Infections (high fever) also alter blood acidity and give rise to the same effects.

Often the infection then manifests itself in the ascitic fluid in the belly.

Fluid sequestration in the abdomen and kidney failure have a very serious triggering effect on encephalopathy.

Diagnosis of hepatic encephalopathy

Encephalopathy is a neurological manifestation that frightens relatives living with the patient very much because, particularly the first few times it occurs, they are unable to understand what it is due to and how to cope with it.

Over time, the relatives gradually learn to see the premonitory signs and thus, if they are taught what to do, they are able to master the clinical picture quickly and before the patient adopts attitudes that are difficult to control.

We have seen what the premonitory signs are, i.e. slowing down in the pronunciation of words and difficulty in using commonly used correct words, a state of mental confusion, and so on.

Generally, if there are no signs of other pathological manifestations (bleeding, infection, kidney failure – the patient does not urinate or urinates little and has a lot of water in the belly), constipation is the cause.

What to do in the case of hepatic encephalopathy

In this case the first thing to do is to clean the intestines of faeces with an enema (one and a half litres of lukewarm water from the tap with a tablespoon of oil.

Insert the nozzle gently into the anus, with the patient on their stomach, with a pillow on the belly to raise the level of the buttocks in relation to the chest.

Then open the water tap and let the liquid enter the bowel at low speed to avoid the immediate defecation reflex.

Convince the patient to hold the position and the water in the bowels for at least fifteen to twenty minutes and afterwards go to the toilet to flush the faeces).

This manoeuvre can be repeated several times during the day until the neurological situation normalises

It is recommended not to use the ready-made perette, which one buys in pharmacies, because these only have an irritating effect without producing the effects of intestinal lavage (enema devices are sold in pharmacies and are reusable).

However, this situation must be prevented by using special laxatives by mouth on a daily basis, i.e.

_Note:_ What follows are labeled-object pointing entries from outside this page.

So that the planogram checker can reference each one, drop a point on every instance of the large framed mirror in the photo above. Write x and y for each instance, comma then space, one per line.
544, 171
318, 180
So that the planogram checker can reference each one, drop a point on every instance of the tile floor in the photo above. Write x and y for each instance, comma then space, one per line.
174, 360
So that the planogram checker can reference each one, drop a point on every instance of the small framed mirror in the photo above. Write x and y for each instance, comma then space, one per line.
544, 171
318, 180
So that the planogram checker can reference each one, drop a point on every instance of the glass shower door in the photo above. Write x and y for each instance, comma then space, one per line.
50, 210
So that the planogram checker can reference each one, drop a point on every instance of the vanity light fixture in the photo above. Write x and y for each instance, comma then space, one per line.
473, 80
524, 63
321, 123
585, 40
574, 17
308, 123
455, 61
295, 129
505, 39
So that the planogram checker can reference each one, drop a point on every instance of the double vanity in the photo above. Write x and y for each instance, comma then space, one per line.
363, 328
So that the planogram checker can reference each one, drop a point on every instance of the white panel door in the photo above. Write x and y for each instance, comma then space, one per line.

Lactulose EPS (it is important that in the prescription along with the name of the drug there is the abbreviation EPS, which stands for Encephalopathy Porto Systemica.

This is understood because the acronym must be written by the doctor in the prescription and the drug must be given by the pharmacy free of charge without payment of the co-payment).

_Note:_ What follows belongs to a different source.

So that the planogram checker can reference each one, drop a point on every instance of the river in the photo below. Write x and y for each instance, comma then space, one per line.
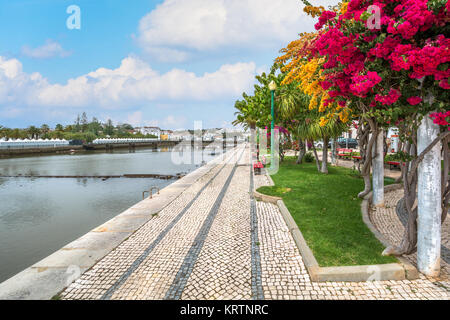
40, 215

This syrup (there are various formulations in pharmacies with different flavours) is a sugar that alters the bacterial flora and pH of the colon, eliminating ammonium-producing bacteria, and also has an osmotic (non-irritating) laxative effect.

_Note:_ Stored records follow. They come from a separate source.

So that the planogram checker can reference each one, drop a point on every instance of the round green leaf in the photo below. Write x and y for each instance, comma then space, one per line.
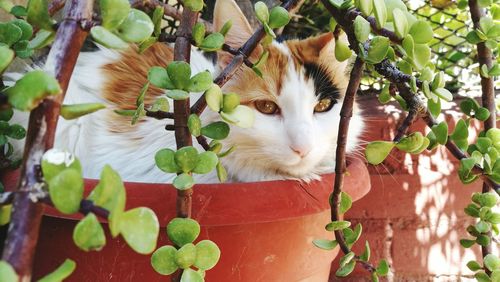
212, 42
261, 12
421, 31
189, 275
179, 73
361, 29
69, 112
206, 162
54, 161
193, 5
137, 27
183, 181
241, 116
278, 17
377, 151
194, 125
88, 234
325, 244
165, 161
230, 102
66, 190
342, 51
140, 228
6, 57
158, 77
163, 260
379, 46
31, 89
200, 82
110, 194
61, 273
213, 96
217, 130
186, 158
114, 12
182, 231
7, 272
207, 255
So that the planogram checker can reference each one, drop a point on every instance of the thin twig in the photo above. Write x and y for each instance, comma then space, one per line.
22, 236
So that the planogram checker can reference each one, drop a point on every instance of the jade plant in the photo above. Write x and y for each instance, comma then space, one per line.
384, 36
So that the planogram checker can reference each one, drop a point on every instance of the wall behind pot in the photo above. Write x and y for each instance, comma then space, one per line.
413, 215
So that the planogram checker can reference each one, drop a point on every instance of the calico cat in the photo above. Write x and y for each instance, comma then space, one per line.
296, 103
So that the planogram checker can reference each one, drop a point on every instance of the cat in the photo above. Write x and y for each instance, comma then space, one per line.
296, 103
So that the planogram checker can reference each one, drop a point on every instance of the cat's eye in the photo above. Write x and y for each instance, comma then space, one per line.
324, 105
266, 107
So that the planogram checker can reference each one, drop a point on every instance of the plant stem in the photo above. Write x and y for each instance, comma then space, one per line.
488, 96
238, 60
26, 216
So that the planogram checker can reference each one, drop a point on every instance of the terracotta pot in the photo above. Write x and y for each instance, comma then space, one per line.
264, 230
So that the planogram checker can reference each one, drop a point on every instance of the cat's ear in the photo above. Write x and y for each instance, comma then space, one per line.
240, 32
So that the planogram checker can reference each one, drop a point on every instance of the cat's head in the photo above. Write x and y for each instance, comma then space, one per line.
297, 104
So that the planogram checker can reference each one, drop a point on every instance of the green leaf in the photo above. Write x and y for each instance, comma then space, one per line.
38, 14
61, 273
361, 29
241, 116
140, 228
337, 225
42, 38
278, 17
186, 158
7, 272
18, 132
325, 244
88, 234
212, 42
31, 89
261, 12
179, 73
137, 27
200, 82
421, 31
441, 132
345, 202
346, 270
69, 112
377, 151
382, 268
110, 194
163, 260
182, 231
158, 77
380, 12
342, 51
400, 23
207, 255
214, 97
194, 125
230, 101
474, 265
66, 190
113, 12
365, 256
189, 275
183, 181
207, 161
377, 51
165, 161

The initial dose is 30-45 ml three times a day (i.e. one or two tablespoons) and this must be adjusted subsequently to allow at least 2 or 3 daily evacuations of soft stools.

Secondly, one can add the daily administration of particular antibiotics such as neomycin by mouth at a dose of 4-6 g/day, in 4 divided doses.

This antibiotic is useful in reducing the amount of toxins formed by the bacteria in the gut and can be used instead of or in combination with lactulose.

With the progression of the liver disease or in the presence of a TIPS (a prosthesis that is placed in the liver to join the portal vein to the supra-hepatic vein, to prevent or treat portal thrombosis or intractable ascites or haemorrhages from ruptured varices, which do not respond to endoscopic treatment), encephalopathy turns from an episodic acute form into a chronic form that is more difficult to treat.

In these cases, the above-mentioned treatments must be daily, combined with the use of specific drugs (selective amino acid solutions in phleboclysis, etc.).

These situations generally require hospitalisation also because they are often associated with other morbid conditions, such as infections, renal failure, diabetic decompensation, etc.

The only realistic solution to the problem at this point is liver transplantation.